Da kommt nun wieder unsere persönliche Unsicherheit. Wir werden uns kaum verständigen können, aber meine Frau hat schon mal einen Übersetzer aufs Handy geladen. Das ist aber nicht alles. Wir reden von einem Kind von neuen Jahren, dass das erste Mal von zuhause weg ist, und in eine komplett andere Kultur kommt, die es nicht versteht. Komische Sachen muss man da beachten. Z.B., dass man die Matratze am besten auf den Boden legt, weil die Kinder keine Betten gewohnt sind, und das erhöhte Schlafen zu Problemen führen kann. Da kommt aber noch viel mehr, die können keinen Schritt alleine, zumindest am Anfang. Straßen gibt es dort nicht, Ampeln schon gar nicht. Vielleicht muss man dabei auch aufpassen, dass man den Jungen nicht überfordert. Supermärkte, wie den Dino, hat es nicht im Lager. Am Sonntag gibt es noch mal ein Treffen der Organisation und der Betreuerfamilien, und wir haben da doch noch einige Fragen.

Bei der ganzen Geschichte gibt es dann auch noch das Rahmenprogramm, dass organisiert wird. Eine Pizzeria auf der Insel lädt jedes Jahr sämtliche Familien ein, und es werden Ausflüge organisiert. Und dann gibt es noch die Fototermine mit der Politik auf dem Cabildo und den jeweiligen Rathäusern, wo die Kinder mit den Politikern in die Kamera lächeln sollen. Wobei diese Geschichte mit Presse und so weiter eben auch seinen Sinn hat, so bleibt die Situation in den Flüchtlingslagern wenigstens etwas präsent. Die Organisation läuft zwar über eine private Initiative, aber im spanischen Parlament wird jedes Jahr aufs Neue ein Gesetz verabschiedet, dass den Sonderaufenthalt der Kinder regelt. Die werden im Laufe ihres Aufenthalts ins Centro de Salud geschickt und komplett gecheckt. Auch ein Besuch beim Optiker und beim Zahnarzt steht an, und hier werden eben die Kosten übernommen.  Die jährliche Veröffentlichung der Regelung als BOE (Bolletin oficial de España) geschieht meist so im März und dann machen sich die Freiwilligen ans Werk die ganze Geschichte zu organisieren. Viele Familien freuen sich dann auf ein Wiedersehen mit den Gastkindern des Vorjahres, aber die Frischlingsfamilien sind entsprechend aufgeregt.

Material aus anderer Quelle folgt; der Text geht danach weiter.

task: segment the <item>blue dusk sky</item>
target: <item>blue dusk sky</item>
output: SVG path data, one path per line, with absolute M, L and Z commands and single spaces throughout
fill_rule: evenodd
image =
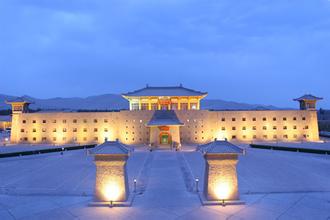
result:
M 330 108 L 329 0 L 1 0 L 0 93 L 179 85 L 208 98 Z

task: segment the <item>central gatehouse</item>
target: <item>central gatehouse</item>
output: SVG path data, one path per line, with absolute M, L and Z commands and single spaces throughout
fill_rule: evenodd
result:
M 151 87 L 123 97 L 129 110 L 111 112 L 29 112 L 29 101 L 12 105 L 12 143 L 124 144 L 169 146 L 228 141 L 318 141 L 316 102 L 295 99 L 299 110 L 202 110 L 206 92 L 179 86 Z

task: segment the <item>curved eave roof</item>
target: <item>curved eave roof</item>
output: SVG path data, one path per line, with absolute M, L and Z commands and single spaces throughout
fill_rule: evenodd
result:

Vorgestern haben wir erfahren, wie unser Gast heißt und wie alt er ist. Gestern waren wir dann erstmal einkaufen und haben 2 T-Shirts, einige Unterhosen, Socken, eine Jogginghose und einen Pyjama gekauft. Die Kinder kommen ja nur mit dem, was sie am Leib tragen. Den ganzen Rest kaufen wir später. Vielleicht ist das Aussuchen eines eigenen paar Turnschuhe, am Ende sogar mit Markenlogo, etwas, das man den Kurzen selber machen lassen soll. Außerdem wissen wir weder Schuh- noch Körpergröße. Unabhängig von der Organisation, wie Zimmer herrichten wächst so langsam die Anspannung. Meine Kinder freuen sich auf das Gastgeschwisterchen, wobei meine Tochter lieber ein Mädchen gehabt hätte. Der große, der bereits mit dem Übersetzer von Muttern Schabernack betreibt, bekommt vorsorglich mitgeteilt, dass er unserem Gast, in seiner pubertären Überschwänglichkeit keinen Unsinn beibringen soll. Wobei wir da eigentlich recht großes Vertrauen haben. Der kann sehr gut mit jüngeren Kindern und die auch mit ihm. Insgesamt glauben wir, dass das ganz gut klappen wird und wir freuen uns auch. Allerdings ist es noch nicht hundertprozentig sicher, dass auch alle Kinder mitkommen. Das wurde uns zumindest gestern noch mitgeteilt. Sollte eines der Kinder krank werden, oder sich kurzfristig aus Furcht oder Überforderung entscheiden die Weltreise Tinduf – Algier- Madrid -Teneriffa – La Palma (alles an einem Tag) doch nicht anzutreten, dann hat man die paar Klamotten eben umsonst gekauft. Im Normalfall kommen aber fast alle. Jeder kennt jemand, der in den letzten Jahren schon einmal den Sommer in Spanien verbracht hat, und daher wissen die meisten auch, dass nichts Schlimmes passieren wird.